Si la connaissance de l’obésité et sa prise en charge ont considérablement évolué ces vingt dernières années, il est une chose qui n’a pas vraiment changé: les croyances des gens vis-à-vis de l’embonpoint. La plus répandue est celle qui veut qu’un enfant joufflu est en bonne santé, alors que celui qui est mince ne l’est pas. «Quand nous essayons d’introduire des cours de diététique à l’école, par exemple, certains parents se plaignent ensuite du fait que leurs enfants renâclent à manger leur nourriture, note Alain Golay. De manière générale, les gens estiment qu’être gros est un style de vie et non une maladie liée à un trouble du comportement alimentaire. C’est ce qui est le plus difficile à changer.»

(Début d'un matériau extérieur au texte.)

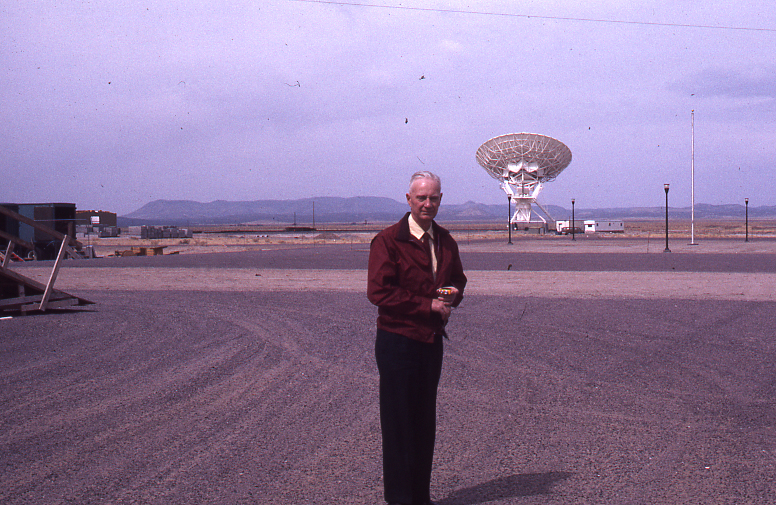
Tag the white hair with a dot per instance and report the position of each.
(425, 174)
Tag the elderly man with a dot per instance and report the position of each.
(415, 278)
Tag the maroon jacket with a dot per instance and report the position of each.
(401, 283)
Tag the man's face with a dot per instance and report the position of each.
(424, 197)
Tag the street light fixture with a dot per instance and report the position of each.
(665, 186)
(573, 224)
(509, 217)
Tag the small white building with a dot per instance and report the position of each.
(611, 226)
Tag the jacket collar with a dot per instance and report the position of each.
(404, 229)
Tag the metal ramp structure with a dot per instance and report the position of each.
(20, 293)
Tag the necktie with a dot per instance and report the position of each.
(431, 257)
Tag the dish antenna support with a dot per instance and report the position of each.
(522, 163)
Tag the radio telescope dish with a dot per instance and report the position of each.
(522, 163)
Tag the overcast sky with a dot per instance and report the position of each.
(111, 105)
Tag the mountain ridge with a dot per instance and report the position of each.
(375, 208)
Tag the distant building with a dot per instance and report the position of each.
(103, 218)
(611, 226)
(591, 226)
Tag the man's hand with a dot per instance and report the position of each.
(441, 308)
(447, 294)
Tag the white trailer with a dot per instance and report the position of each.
(610, 226)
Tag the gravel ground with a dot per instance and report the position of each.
(613, 380)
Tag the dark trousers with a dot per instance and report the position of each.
(409, 377)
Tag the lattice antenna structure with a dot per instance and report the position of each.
(522, 163)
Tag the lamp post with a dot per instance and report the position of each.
(572, 220)
(509, 217)
(665, 186)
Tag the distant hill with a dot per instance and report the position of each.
(371, 208)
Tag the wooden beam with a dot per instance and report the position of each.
(53, 276)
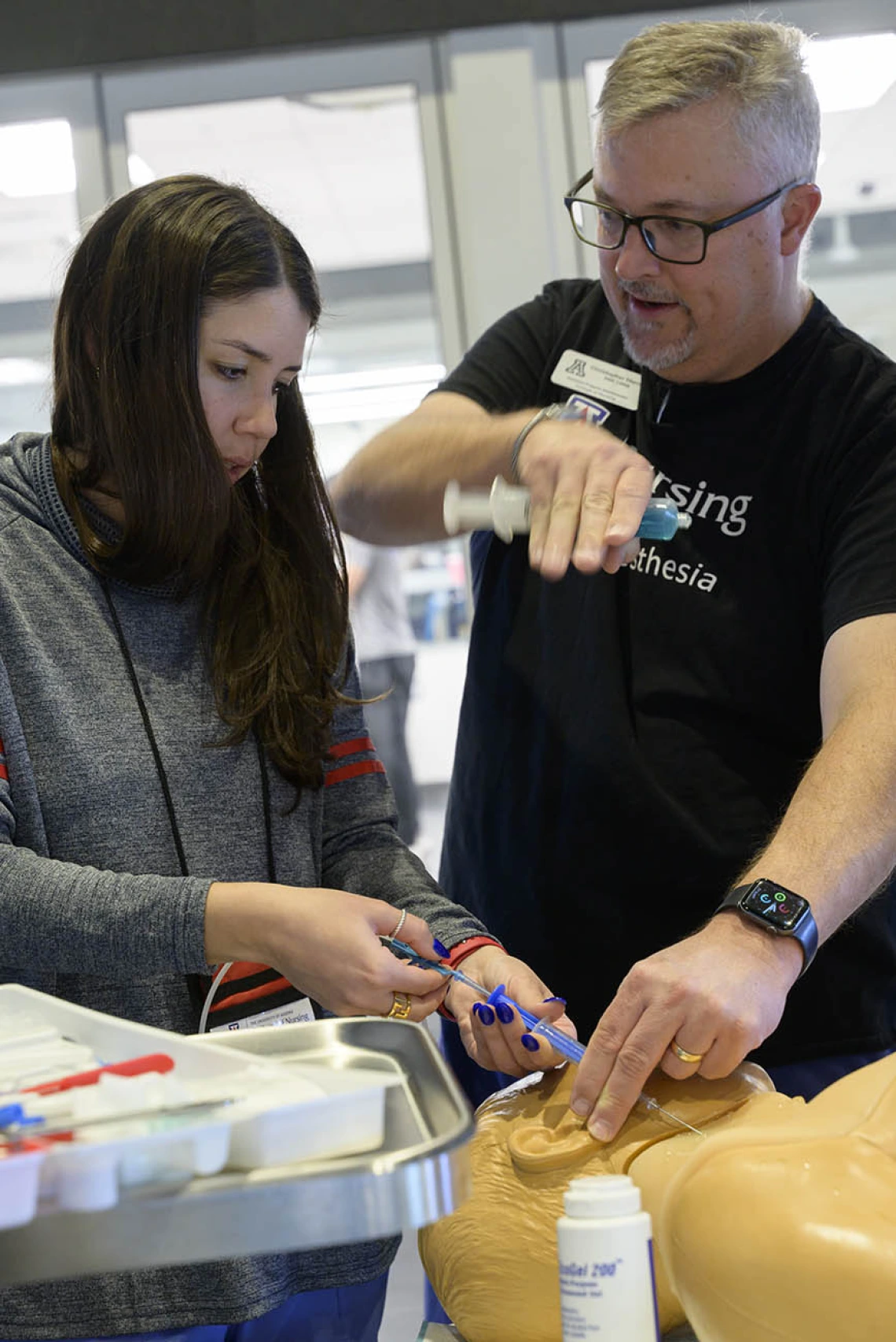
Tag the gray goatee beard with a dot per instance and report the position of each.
(658, 360)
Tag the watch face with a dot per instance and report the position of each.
(774, 905)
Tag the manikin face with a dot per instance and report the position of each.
(250, 351)
(718, 320)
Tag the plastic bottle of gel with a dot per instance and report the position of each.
(605, 1256)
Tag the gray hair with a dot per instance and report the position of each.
(758, 66)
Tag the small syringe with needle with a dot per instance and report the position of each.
(567, 1047)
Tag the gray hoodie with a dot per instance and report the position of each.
(93, 903)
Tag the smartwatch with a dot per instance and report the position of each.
(780, 911)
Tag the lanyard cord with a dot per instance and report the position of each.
(160, 767)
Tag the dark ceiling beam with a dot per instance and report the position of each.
(62, 35)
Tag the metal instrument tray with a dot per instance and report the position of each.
(420, 1173)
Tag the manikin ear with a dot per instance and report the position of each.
(799, 208)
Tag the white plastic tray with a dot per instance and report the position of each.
(419, 1173)
(277, 1117)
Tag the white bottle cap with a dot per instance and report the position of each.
(603, 1196)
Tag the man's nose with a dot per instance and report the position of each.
(635, 258)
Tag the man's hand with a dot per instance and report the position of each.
(491, 1040)
(589, 491)
(717, 995)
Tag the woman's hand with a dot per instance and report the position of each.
(493, 1042)
(326, 943)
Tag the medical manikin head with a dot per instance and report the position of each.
(814, 1180)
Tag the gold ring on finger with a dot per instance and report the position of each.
(400, 1007)
(398, 925)
(685, 1055)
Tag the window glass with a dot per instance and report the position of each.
(38, 230)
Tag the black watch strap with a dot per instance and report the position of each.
(777, 910)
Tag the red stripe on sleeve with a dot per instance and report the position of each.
(351, 770)
(356, 746)
(252, 995)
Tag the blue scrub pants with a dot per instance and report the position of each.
(341, 1314)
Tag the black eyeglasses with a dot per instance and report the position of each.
(679, 241)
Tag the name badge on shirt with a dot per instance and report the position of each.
(290, 1015)
(597, 377)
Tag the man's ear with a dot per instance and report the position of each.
(799, 208)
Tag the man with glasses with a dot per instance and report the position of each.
(676, 765)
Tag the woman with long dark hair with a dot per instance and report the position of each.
(195, 829)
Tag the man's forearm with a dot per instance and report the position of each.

Les efforts de l’équipe d’Alain Golay ont-ils contribué à stabiliser l’épidémie d’obésité en Suisse? Difficile à dire. Ils ont en tout cas œuvré dans le bon sens, tout comme les changements progressifs introduits depuis vingt ans dans l’environnement helvétique: plus de pistes cyclables, davantage de cours d’éducation alimentaire et physique à l’école, etc.

* L’IMC se calcule en divisant le poids de l’individu en kg par sa taille élevée au carré. Une valeur comprise entre 20 et 25 correspond à un poids normal. S’il se situe entre 25 et 30, l’indice traduit une surcharge pondérale. Au-delà de 30, on parle d’obésité. Ce calcul n’est pas valable pour les enfants de moins de 15 ans.